The groceries swayed in the back of the car as Barbara made a quick left turn in the middle of the sharp curve on Route 126. As she jounced into the potholes at the bottom of the driveway, she caught a glimpse in the rearview minor of a car pulling up beside Mrs. Bewley’s house. A woman was getting out of the car, a plumpish woman in a white uniform and white shoes.
Dolores Leech! The town nurse was making her promised inspection. Barbara smiled, imagining her surprise at the immaculate living room, so recently cleaned and vacuumed and aired out to the summer breeze by two grim women breathing with difficulty through their mouths. With John’s help they had dragged all Mrs. Bewley’s furniture outdoors, washed it with brushes and warm soapy water, dried it with rags and left it to bake in the sun. Then they hosed down the rubber plant and spent the rest of a repulsive afternoon scraping up the guano and scrubbing the floor.
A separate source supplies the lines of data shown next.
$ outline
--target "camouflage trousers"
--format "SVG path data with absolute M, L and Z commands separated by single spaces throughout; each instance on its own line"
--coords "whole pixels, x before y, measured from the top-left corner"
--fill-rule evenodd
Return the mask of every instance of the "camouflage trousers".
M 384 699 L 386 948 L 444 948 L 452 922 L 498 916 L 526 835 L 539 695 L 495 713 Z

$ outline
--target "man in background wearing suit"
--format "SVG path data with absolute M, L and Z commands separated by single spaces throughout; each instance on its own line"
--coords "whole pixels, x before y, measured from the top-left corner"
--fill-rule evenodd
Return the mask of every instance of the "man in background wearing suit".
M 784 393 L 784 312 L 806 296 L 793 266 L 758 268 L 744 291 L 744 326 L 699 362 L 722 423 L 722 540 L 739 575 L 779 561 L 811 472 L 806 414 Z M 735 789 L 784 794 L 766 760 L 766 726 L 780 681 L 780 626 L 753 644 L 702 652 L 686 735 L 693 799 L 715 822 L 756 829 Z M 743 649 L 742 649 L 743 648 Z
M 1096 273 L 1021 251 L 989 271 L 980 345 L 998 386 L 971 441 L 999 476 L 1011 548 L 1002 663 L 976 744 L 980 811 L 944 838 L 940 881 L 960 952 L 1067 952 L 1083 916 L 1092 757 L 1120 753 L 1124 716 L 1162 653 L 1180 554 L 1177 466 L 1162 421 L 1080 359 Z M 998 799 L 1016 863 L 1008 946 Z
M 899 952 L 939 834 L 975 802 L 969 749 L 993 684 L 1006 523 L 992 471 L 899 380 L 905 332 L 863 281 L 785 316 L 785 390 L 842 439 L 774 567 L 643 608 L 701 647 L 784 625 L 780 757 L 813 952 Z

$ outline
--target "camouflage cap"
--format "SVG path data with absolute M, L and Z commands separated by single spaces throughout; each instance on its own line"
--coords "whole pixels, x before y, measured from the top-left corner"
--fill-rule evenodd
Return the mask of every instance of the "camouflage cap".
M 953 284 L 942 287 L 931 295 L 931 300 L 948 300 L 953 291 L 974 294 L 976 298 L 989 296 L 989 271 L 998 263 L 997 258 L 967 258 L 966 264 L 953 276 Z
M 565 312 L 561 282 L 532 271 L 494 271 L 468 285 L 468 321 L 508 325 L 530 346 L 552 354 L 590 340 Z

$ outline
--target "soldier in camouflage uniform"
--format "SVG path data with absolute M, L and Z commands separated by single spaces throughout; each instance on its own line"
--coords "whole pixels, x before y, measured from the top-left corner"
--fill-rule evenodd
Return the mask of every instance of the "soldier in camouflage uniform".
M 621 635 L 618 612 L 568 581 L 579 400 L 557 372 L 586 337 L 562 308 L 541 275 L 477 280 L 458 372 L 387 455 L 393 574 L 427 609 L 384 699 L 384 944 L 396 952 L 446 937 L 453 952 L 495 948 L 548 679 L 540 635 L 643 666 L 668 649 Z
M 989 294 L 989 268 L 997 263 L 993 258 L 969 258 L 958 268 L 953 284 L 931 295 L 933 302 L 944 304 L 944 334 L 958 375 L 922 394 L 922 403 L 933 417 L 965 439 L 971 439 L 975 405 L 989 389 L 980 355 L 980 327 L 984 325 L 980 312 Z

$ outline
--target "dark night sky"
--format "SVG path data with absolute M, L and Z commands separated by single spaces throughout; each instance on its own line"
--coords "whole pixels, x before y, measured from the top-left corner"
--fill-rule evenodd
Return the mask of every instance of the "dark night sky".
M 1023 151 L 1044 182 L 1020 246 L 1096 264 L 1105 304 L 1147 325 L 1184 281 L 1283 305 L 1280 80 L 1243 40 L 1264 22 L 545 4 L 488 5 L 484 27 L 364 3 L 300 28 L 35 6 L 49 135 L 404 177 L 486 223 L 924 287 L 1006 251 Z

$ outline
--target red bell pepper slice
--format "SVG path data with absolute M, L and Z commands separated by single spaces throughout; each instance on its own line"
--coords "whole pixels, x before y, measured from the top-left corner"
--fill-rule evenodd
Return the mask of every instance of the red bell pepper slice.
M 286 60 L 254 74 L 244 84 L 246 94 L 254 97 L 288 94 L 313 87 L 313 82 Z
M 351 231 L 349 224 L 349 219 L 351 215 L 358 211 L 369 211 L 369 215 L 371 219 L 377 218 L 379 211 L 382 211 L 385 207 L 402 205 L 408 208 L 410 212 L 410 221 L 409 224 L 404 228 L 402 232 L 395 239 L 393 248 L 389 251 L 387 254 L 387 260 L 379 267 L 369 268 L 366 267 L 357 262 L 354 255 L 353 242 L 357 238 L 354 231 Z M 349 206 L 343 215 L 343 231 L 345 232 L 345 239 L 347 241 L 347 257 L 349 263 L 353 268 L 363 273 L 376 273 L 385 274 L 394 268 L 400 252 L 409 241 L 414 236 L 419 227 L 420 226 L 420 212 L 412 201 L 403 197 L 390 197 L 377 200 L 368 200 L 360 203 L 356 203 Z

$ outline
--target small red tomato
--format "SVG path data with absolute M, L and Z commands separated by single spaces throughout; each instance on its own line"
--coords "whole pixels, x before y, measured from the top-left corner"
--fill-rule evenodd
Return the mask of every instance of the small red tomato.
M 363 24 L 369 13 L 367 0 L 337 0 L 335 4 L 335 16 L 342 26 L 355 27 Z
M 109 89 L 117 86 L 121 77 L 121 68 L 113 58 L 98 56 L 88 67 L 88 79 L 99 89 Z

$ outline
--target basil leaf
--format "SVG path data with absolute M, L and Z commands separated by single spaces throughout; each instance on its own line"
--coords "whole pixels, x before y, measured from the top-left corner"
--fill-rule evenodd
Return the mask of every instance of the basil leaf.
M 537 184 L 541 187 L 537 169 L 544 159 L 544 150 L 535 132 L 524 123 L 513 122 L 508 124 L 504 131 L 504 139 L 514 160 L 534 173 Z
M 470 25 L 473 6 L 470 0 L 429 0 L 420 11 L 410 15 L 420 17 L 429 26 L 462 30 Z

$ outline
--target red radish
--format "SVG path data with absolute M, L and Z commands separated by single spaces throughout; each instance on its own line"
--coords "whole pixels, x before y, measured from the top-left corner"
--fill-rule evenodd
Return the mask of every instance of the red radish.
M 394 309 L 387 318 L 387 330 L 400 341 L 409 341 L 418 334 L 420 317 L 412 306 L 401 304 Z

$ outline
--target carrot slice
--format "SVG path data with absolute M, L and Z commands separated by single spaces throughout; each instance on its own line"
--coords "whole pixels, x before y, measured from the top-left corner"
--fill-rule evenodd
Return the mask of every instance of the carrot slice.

Dolores would certainly be surprised and pleased.
Later in the day Barbara finished planting her rooted euonymus cuttings around the base of the barn foundation. She put away her garden fork and dropped all the little plastic pots in the sink. Then she washed her hands and picked up the phone.
“MRS. BEWLEY?”
“WHO’S THAT?”
“THIS IS BARBARA HERON. THE TOWN NURSE CAME TO SEE YOU TODAY. WHAT HAPPENED? WHAT DID SHE SAY?”
“OH, SHE WAS REAL NICE.” Mrs. Bewley giggled noisily. “SAY, YOU WANT TO KNOW WHAT TIME IT IS? JUST A MINUTE. IT’S QUARTER PAST FOUR.”